Another means of conveying video information from one location to another is through the medium of video tape. For example, it is quite common for motion picture studios to send master videotapes of movies around the world. If the videotapes get stolen or "lost" in transit, a clear opportunity for piracy exists. It is therefore desirable to be able to scramble the video signal prior to recording it on videotape so that the tape can only be utilized by a user having a descrambler and appropriate codes. Such a scrambling system must have two important characteristics--it must be very secure and it must be compatible with the record/replay electronics of preferably all professional and consumer grade video recorders.
There are may known ways for scrambling video signals. Two simple techniques are sync suppression and sync inversion, each of which can, however, be readily defeated by using elementary video signal processing techniques and in any case cannot be recorded. Another technique is termed pseudo-random video-level inversion, which is relatively difficult to defeat but which suffers from the disadvantage of a severe loss of picture quality due to non-linearities in the record/playback process. Still another technique is line-order interchange, also known as line shuffling, in which the order of the lines in the raster scanned picture is shuffled. As an example, instead of transmitting the lines sequentially as line number 1, line number 2, line number 3, . . . etc., the information might be transmitted as line number 182, line number 99, line number 4 . . . , etc. Such a system can be made very secure (i.e., very difficult to defeat), but it cannot be used in any videotape format employing the color-under principle which relies upon line adjacency to obtain correct color rendition upon reproduction.
Still another technique is pseudo-random line rotation in which some of the lines of the picture selected in random fashion are transmitted in inverse temporal order (i.e., right to left), while the remainder are transmitted in the normal fashion (i.e., left to right). Yet another technique is termed line segmentation with pseudo-randomly chosen break points, in which each line is broken into two randomly chosen segments and the segments are sequentially transmitted with the right hand segment being transmitted first, followed by the left hand segment. Both of these video signal scrambling methods give rise to severe color contamination between the left and right hand sides of the picture when employed on any format which uses color-under recording.
In addition to the above disadvantages, the last three noted techniques suffer from the further disadvantage that the processing is incompatible with the drop out compensation signal processing employed in most video recorder devices. While, in principle, these three methods could be used for video signal processing formats which do not employ color-under recording, such as professional type B and type C one inch formats, such a use would require special drop out compensation circuitry in which drop out sensing and correction are controlled by the descrambling system.
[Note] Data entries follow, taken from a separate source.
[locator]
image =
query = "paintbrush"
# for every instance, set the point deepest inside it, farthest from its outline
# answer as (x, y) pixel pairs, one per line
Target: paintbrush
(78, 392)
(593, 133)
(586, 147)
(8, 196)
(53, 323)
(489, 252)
This would require special modification of playback equipment, which adds undesired cost and complexity to an encryption/decryption system.
None of the above-described video scrambling techniques fully meets the desired requirements for a video scrambling system in which (1) the scrambled video can be recorded and subsequently replayed on any video tape format--professional or consumer--and be descrambled on replay, with negligible loss of picture quality; and (2) the scrambling technique is virtually impossible to defeat by any unauthorized user.